Science:MATH105 Probability/Lesson 1 DRV/1.05 Variance and Standard Deviation

Another important quantity related to a given random variable is its variance. The variance is a numerical description of the spread, or the dispersion, of the random variable. That is, the variance of a random variable X is a measure of how spread out the values of X are, given how likely each value is to be observed.

Definition: Variance and Standard Deviation of a Discrete Random Variable
The variance, Var(X), of a discrete random variable X is

${\displaystyle {\text{Var}}(X)=\sum _{k=1}^{N}{\Big (}x_{k}-\mathbb {E} (X){\Big )}^{2}{\rm {{Pr}(X=x_{k})}}}$

The integer N is the number of possible values of X.

The standard deviation, σ, is the positive square root of the variance:

${\displaystyle \sigma (X)={\sqrt {{\text{Var}}(X)}}}$

Observe that the variance of a distribution is always non-negative (pk is non-negative, and the square of a number is also non-negative).
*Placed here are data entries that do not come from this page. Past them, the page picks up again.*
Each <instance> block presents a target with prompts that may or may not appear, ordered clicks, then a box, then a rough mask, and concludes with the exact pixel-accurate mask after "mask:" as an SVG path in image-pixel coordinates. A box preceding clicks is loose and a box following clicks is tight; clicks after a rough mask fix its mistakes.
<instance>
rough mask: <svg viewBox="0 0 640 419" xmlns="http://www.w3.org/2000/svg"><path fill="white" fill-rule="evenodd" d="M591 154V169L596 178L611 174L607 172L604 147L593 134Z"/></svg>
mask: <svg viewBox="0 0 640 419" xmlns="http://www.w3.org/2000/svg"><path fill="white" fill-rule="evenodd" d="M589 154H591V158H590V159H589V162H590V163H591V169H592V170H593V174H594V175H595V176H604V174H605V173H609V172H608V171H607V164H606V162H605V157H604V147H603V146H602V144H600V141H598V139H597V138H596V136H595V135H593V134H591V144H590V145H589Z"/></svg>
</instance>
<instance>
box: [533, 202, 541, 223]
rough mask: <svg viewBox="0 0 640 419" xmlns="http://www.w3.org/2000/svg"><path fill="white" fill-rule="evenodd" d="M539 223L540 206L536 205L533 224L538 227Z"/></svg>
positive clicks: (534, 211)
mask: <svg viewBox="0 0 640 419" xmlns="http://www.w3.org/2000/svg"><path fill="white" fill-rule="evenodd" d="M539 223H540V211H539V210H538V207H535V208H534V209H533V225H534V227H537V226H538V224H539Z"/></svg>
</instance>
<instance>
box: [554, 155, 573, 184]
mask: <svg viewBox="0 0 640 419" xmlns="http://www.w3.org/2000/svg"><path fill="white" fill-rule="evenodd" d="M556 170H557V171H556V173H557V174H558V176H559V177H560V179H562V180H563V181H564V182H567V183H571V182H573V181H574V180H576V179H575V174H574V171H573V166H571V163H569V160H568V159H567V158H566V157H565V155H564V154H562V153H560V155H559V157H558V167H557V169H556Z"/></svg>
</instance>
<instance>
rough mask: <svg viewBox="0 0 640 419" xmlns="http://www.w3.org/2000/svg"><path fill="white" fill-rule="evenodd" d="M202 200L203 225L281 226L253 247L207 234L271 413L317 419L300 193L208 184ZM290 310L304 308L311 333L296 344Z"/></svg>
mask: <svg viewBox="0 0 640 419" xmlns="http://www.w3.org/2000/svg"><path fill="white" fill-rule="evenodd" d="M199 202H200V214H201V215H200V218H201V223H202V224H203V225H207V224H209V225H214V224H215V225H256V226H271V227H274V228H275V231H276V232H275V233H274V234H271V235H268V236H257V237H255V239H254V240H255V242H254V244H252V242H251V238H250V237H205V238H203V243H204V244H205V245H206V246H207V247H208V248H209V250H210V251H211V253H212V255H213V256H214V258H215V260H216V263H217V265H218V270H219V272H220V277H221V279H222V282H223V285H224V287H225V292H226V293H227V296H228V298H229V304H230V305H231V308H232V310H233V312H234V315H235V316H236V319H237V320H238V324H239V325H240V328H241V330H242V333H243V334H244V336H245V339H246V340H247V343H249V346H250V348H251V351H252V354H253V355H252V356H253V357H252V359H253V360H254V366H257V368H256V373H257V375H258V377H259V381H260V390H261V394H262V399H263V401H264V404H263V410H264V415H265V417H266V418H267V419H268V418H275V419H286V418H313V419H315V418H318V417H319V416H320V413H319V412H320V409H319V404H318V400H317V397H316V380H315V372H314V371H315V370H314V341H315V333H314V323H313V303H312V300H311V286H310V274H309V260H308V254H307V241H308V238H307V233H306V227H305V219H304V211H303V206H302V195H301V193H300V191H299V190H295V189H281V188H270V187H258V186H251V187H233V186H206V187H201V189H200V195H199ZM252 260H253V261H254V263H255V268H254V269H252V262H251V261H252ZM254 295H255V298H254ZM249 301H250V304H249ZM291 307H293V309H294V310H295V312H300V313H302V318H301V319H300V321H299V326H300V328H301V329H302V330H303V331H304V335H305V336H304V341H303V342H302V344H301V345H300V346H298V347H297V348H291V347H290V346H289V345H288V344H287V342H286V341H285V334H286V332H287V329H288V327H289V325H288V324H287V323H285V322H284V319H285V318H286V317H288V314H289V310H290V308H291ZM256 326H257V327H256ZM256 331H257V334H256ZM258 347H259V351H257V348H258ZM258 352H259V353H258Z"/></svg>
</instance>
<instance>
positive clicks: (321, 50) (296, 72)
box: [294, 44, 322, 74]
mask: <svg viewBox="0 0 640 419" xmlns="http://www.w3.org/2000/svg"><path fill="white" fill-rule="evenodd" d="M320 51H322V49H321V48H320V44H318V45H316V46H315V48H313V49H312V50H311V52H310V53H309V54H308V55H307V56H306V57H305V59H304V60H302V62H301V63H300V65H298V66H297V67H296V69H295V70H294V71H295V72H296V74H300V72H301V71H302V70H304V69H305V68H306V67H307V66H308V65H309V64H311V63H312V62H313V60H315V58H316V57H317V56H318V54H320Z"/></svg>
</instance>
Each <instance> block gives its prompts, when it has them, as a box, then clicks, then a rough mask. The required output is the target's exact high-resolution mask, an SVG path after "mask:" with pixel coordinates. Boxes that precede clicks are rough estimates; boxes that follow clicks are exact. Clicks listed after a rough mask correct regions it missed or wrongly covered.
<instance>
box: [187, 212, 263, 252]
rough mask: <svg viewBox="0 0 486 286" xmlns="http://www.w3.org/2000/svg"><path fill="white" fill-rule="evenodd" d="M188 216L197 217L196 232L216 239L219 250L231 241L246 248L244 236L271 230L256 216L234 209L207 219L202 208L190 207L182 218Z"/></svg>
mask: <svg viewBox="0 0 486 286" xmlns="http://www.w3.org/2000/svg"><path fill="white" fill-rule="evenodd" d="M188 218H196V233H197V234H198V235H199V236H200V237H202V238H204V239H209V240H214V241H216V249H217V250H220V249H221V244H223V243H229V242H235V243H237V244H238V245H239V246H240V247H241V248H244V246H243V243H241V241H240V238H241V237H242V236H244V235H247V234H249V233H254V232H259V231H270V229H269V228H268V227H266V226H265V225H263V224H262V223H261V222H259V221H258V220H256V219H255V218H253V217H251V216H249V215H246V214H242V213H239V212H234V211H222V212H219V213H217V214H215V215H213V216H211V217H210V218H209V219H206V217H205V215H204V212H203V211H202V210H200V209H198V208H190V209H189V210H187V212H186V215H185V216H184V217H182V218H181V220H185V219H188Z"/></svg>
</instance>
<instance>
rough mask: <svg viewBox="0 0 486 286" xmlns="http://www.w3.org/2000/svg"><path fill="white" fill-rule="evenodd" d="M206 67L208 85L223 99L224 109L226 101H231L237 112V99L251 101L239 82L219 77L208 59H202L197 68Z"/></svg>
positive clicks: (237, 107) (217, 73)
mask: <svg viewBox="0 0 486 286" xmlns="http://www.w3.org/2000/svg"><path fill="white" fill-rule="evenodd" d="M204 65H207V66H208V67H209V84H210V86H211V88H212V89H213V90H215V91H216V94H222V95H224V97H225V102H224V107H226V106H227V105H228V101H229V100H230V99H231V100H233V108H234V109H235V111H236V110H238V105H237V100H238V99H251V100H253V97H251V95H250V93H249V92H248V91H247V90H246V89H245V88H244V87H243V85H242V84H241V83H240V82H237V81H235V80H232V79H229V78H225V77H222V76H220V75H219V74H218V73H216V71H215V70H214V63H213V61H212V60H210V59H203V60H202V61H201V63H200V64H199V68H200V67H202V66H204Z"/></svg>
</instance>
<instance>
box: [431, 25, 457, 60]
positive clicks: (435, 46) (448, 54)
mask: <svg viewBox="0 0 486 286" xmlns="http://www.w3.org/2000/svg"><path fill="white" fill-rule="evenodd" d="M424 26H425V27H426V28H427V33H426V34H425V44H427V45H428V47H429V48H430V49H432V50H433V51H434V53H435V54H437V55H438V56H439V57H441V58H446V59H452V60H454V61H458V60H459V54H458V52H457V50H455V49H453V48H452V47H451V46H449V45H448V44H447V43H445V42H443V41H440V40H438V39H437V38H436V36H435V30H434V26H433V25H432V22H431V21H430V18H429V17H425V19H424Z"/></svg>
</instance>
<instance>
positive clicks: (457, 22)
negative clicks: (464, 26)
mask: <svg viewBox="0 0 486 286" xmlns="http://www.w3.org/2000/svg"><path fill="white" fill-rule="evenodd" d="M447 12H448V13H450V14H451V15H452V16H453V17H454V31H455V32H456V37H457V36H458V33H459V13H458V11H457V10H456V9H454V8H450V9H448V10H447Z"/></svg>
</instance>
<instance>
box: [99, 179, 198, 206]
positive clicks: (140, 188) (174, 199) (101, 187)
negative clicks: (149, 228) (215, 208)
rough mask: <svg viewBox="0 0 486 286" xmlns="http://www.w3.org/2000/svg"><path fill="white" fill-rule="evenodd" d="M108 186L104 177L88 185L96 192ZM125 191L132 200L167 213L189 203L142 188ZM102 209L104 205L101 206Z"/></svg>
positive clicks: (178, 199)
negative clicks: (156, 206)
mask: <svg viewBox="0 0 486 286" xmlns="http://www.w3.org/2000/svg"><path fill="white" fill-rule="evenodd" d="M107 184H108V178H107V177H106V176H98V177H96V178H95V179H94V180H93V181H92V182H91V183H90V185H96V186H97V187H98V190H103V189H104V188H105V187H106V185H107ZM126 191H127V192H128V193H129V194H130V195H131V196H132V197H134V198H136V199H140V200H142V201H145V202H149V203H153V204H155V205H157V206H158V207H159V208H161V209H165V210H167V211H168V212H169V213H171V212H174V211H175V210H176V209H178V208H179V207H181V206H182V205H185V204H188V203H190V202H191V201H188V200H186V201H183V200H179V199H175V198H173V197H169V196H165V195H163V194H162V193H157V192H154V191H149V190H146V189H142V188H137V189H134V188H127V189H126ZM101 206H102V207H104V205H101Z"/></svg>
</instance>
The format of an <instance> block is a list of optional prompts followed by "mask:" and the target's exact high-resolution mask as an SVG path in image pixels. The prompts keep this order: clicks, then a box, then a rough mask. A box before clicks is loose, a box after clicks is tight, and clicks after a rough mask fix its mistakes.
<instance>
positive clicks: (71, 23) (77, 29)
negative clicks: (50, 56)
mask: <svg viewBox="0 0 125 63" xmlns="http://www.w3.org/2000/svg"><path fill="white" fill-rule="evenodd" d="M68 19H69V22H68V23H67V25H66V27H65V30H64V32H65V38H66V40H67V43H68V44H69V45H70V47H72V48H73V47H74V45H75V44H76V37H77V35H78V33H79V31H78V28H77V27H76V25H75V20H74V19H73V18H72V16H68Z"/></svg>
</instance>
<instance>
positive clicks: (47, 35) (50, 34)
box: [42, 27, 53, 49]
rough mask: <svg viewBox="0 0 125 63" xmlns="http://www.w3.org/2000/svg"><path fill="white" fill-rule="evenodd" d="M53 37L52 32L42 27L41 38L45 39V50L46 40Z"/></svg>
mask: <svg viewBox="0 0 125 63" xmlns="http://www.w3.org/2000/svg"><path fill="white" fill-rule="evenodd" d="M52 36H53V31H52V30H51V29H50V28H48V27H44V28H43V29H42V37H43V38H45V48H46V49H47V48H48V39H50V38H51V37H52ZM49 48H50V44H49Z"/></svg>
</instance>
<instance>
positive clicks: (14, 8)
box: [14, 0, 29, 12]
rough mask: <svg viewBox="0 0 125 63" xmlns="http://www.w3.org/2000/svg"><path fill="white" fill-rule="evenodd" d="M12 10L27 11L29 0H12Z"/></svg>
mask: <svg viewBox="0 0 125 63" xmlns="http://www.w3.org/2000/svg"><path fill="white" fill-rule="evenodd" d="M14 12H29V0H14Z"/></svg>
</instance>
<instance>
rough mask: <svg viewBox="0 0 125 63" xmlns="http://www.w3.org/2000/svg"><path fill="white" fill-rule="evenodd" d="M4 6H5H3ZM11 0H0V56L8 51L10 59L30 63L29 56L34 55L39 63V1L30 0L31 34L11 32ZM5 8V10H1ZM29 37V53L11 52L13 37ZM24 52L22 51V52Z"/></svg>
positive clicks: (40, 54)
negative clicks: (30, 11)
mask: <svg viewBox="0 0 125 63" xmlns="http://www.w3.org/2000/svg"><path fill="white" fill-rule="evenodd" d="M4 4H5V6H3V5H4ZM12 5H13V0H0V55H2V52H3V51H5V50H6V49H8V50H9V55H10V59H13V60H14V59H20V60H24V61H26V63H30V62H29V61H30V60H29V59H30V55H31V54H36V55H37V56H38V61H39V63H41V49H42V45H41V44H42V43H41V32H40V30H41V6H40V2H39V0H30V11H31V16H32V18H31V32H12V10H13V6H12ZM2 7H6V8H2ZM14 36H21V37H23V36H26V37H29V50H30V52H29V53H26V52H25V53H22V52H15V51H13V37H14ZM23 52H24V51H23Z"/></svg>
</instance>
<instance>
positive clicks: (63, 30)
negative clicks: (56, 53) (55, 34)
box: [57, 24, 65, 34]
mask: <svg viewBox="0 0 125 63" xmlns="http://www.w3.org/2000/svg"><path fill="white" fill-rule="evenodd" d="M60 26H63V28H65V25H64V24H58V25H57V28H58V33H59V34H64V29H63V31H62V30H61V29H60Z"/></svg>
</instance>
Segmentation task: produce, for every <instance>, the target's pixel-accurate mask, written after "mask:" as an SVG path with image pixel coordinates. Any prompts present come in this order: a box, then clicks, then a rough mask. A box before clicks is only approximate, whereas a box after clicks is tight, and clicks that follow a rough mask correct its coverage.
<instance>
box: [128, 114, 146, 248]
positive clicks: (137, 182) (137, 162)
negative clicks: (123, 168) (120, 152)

Observe also that much like the expectation of a random variable X, the variance (or standard deviation) is a weighted average of an expression of observable and calculable values. More precisely, notice that

${\displaystyle {\text{Var}}(X)=\mathbb {E} \left(\left[X-\mathbb {E} (X)\right]^{2}\right)}$

Students in MATH 105 are expected to memorize the formulas for variance and standard deviation.

Using the grade distribution example of the previous page, calculate the variance and standard deviation of the random variable associated to randomly selecting a single exam.

Solution

The variance of the random variable X is given by

{\displaystyle {\begin{aligned}{\text{Var}}(X)&=\sum _{k=1}^{N}(x_{k}-\mathbb {E} (X))^{2}{\rm {{Pr}(X=x_{k})}}\\&=(30-64)^{2}{\frac {3}{10}}+(60-64)^{2}{\frac {2}{10}}+(80-64)^{2}{\frac {3}{10}}+(90-64)^{2}{\frac {1}{10}}+(100-64)^{2}{\frac {1}{10}}\\&=624\end{aligned}}}

The standard deviation of X is then

${\displaystyle \sigma (X)={\sqrt {624}}\approx 24.979992}$

Interpretation of the Standard Deviation

For most "nice" random variables, i.e. ones that are not too wildly distributed, the standard deviation has a convenient informal interpretation. Consider the intervals ${\displaystyle S_{m}=\left[\mathbb {E} (X)-m\sigma (X),\ \mathbb {E} (X)+m\sigma (X)\right],}$ for some positive integer m. As we increase the value of m, these intervals will contain more of the possible values of the random variable X.

A good rule of thumb is that for "nicely distributed" random variables, all of the most likely possible values of the random variable will be contained in the interval S3. Another way to say this is that most of the PDF will live on the interval S3.

For our grade distribution example, notice that all possible values of X are contained in the interval S3. In fact, all possible values of X are contained in S2 for this particular example.